Unnamed: 0,country,year,sex_and_age,cases
0,AD,2000,m014,0.0
1,AE,2000,m014,2.0
2,AF,2000,m014,52.0
3,AG,2000,m014,0.0
4,AL,2000,m014,2.0


So far, so good. Now we need to extract the three items of information from our new sex_and_age column. That is we want to store m014 separate columns for sex (i.e. "m"), age lower bound ("0") and age upper bound ("14").

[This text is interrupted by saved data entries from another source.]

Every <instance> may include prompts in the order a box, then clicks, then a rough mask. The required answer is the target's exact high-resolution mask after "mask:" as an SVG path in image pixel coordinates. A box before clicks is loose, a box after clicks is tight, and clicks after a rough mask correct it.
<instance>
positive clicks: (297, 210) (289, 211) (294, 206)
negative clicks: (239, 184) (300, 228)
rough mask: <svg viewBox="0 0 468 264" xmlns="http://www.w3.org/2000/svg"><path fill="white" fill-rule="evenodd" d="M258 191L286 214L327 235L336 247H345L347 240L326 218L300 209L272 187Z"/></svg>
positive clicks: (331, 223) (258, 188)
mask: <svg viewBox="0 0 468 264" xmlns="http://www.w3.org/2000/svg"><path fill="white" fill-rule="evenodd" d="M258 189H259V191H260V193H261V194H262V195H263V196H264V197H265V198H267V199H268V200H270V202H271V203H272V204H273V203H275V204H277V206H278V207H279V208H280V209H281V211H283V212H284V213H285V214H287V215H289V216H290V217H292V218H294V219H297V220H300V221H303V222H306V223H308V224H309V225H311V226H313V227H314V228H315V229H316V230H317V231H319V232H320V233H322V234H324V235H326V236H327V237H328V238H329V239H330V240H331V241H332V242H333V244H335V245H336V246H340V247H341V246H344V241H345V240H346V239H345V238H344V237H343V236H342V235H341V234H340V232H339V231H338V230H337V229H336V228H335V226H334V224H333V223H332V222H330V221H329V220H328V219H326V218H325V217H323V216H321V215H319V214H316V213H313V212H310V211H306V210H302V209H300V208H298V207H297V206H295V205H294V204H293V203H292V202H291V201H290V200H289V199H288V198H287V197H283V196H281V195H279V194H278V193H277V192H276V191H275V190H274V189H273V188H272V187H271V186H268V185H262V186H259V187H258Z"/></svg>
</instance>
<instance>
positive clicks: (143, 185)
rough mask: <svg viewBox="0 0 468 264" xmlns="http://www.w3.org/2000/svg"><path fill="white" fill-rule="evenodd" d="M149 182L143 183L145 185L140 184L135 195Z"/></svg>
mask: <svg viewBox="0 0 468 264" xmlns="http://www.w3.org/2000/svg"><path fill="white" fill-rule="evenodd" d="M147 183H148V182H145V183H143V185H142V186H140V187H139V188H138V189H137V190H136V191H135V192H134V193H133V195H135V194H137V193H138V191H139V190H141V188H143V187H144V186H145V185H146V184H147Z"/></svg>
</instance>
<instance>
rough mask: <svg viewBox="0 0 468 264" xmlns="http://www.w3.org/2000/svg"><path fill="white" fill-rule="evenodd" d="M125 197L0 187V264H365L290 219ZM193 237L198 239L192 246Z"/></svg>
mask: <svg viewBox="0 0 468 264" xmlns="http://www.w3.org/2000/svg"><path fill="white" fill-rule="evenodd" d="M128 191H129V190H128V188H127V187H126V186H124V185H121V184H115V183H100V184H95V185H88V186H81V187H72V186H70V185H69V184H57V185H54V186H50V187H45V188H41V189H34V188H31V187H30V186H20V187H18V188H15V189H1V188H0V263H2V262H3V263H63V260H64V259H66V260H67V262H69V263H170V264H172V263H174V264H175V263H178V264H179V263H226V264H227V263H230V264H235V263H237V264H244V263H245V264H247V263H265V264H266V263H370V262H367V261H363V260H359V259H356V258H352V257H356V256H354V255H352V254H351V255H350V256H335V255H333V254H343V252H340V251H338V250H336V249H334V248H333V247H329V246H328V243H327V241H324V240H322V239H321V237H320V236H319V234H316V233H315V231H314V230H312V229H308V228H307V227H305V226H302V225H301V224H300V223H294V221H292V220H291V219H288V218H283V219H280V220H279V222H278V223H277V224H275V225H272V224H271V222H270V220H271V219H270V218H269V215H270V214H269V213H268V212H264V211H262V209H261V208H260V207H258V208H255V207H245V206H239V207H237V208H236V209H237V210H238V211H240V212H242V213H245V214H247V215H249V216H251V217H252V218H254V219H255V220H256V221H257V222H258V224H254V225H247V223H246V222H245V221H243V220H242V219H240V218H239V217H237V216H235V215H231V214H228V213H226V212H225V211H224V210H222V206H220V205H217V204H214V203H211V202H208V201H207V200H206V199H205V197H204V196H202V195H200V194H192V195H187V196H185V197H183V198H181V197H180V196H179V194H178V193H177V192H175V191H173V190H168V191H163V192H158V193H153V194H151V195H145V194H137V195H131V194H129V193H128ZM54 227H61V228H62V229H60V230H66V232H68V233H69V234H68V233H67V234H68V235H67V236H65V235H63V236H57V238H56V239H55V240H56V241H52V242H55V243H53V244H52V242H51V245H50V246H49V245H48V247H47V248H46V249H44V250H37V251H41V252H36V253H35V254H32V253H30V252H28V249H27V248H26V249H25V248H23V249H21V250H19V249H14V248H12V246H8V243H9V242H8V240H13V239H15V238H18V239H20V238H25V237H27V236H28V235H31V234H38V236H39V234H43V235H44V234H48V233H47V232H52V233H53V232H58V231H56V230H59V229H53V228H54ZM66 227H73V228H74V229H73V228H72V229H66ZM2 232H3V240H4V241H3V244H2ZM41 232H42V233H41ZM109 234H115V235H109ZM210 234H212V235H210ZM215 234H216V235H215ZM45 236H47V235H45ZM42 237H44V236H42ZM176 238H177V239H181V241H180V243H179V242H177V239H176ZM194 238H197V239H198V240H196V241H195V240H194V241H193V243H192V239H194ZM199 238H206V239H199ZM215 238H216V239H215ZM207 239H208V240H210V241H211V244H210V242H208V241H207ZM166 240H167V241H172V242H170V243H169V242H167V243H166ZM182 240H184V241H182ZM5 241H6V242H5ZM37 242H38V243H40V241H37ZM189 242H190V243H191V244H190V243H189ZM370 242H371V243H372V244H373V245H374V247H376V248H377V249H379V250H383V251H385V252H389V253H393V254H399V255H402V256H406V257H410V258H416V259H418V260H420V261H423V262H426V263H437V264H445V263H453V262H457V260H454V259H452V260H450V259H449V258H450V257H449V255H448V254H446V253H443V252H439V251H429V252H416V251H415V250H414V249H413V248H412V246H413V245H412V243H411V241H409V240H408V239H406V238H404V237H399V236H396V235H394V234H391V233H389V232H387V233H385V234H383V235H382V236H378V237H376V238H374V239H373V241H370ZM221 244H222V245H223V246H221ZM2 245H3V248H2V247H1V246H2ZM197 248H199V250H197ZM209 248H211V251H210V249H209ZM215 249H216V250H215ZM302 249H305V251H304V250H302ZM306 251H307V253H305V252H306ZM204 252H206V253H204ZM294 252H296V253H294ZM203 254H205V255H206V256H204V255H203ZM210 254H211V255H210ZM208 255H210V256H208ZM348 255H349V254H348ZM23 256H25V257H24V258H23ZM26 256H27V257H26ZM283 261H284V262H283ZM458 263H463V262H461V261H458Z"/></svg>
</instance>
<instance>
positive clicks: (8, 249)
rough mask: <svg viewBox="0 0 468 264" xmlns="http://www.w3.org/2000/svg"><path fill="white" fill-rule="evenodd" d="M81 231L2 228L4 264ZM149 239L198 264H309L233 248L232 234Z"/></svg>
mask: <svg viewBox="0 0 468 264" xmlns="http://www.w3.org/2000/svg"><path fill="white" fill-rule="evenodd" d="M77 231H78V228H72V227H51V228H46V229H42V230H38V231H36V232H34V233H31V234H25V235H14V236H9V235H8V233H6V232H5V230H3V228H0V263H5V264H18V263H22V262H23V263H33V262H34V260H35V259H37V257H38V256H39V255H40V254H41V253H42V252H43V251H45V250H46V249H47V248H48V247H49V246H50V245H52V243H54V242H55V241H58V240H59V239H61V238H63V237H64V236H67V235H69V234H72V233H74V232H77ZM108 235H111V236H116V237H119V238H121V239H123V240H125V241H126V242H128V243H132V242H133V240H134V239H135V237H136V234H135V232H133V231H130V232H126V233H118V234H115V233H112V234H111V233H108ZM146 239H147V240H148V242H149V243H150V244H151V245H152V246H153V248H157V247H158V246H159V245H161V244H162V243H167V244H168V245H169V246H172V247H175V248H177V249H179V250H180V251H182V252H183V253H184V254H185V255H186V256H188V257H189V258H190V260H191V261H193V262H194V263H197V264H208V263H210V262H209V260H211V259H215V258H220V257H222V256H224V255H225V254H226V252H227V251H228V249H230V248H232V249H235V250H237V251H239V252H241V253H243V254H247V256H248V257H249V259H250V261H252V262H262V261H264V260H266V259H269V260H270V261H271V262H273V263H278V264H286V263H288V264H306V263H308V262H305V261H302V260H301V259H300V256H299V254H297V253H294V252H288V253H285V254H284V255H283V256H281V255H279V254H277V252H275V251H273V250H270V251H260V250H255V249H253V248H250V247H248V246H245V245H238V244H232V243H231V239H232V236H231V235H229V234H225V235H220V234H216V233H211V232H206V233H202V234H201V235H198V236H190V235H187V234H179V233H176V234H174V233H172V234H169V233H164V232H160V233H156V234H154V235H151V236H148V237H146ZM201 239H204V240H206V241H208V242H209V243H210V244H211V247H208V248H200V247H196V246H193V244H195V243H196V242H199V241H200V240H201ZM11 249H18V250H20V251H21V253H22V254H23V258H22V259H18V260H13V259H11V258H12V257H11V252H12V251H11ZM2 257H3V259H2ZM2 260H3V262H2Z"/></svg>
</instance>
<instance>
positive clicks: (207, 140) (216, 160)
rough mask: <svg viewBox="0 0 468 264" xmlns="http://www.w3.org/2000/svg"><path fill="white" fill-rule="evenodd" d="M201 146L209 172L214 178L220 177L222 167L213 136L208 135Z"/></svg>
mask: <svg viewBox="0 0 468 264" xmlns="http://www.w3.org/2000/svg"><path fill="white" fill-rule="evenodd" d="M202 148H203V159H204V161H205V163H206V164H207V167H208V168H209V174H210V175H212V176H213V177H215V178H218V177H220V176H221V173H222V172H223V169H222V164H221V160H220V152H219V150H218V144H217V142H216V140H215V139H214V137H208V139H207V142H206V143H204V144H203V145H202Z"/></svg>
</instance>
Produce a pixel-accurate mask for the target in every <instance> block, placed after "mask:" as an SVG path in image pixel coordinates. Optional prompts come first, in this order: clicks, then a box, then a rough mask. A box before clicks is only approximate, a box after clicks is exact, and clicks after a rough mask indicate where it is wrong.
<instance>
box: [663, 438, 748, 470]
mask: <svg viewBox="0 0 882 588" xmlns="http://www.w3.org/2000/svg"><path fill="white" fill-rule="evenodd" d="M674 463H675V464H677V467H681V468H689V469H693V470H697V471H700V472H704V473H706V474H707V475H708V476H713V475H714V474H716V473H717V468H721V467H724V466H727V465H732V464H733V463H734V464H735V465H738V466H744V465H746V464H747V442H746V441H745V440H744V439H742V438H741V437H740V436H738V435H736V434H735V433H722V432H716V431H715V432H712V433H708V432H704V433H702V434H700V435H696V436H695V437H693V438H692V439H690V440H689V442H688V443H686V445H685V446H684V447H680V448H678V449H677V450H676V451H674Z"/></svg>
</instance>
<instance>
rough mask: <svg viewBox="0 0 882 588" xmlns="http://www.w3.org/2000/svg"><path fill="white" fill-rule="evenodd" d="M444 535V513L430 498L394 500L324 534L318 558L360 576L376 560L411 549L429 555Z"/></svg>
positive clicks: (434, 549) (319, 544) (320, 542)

We do this by defining a temporary dataframe, that we fill with just the sex_and_age column. Then we will use a regular expression to split "m014" into the 3 items we need.

In [23]:
tmp_df = df["sex_and_age"].str.extract("(\D)(\d+)(\d{2})", expand=False)
tmp_df

Unnamed: 0,0,1,2
0,m,0,14
1,m,0,14
2,m,0,14
3,m,0,14
4,m,0,14
5,m,0,14
6,m,0,14
7,m,0,14
8,m,0,14
9,m,0,14


In [0]:
# We add names to the columns we just created
tmp_df.columns = ["sex", "age_lower", "age_upper"]
tmp_df.head()

We could leave it like this, but to keep a little bit closer to the original dataset, we are going to merge the "age_lower" and "age_upper" columns into one "age" column (still in our temporary dataframe).

In [0]:
tmp_df["age"] = tmp_df["age_lower"] + "-" + tmp_df["age_upper"]
tmp_df.head()

Right, nearly there. We merge the two dataframes into one with the pandas "concat" method:

In [0]:
df = pd.concat([df, tmp_df], axis = 1)
df.head()

In [0]:
# We can now drop unnecessary columns and rows
# We do not need sex_and_age, age_lower and age_upper any more, so we simply "drop" them
df = df.drop(['sex_and_age', 'age_lower', 'age_upper'], axis = 1)
df

In [0]:
# Last bits of tidying
# We remove the missing values
df = df.dropna()
df

In [0]:
# Then we sort the remaining rows
df = df.sort(ascending = True, columns = ['country', 'year', 'sex', 'age'])
# df = df.sort_values(by = ['country', 'year', 'sex', 'age'], ascending = True)
df.head(15)

As usual, we scratched the surface here of what you can do with Pandas. We concentrated on tidying data, because that is what you will have almost always to do in order to get anywhere. Luckily, Pandas comes with excellent [documentation](http://pandas.pydata.org/pandas-docs/stable/).

The original paper by Hadley Wickham on Tidy Data, with code in R, can be found [here](http://vita.had.co.nz/papers/tidy-data.html).

O'Reilly published (as an early release, raw and unedited) the second edition of [Wes McKinney's Python for Data Analysis; Data Wrangling with Pandas, NumPy, and IPython](http://shop.oreilly.com/product/0636920050896.do).

We think the combination of Pandas with Jupyter noteboooks is a powerful one. Especially, if we look at the possibilities to visualize the data contained in the dataframes kept in the notebooks.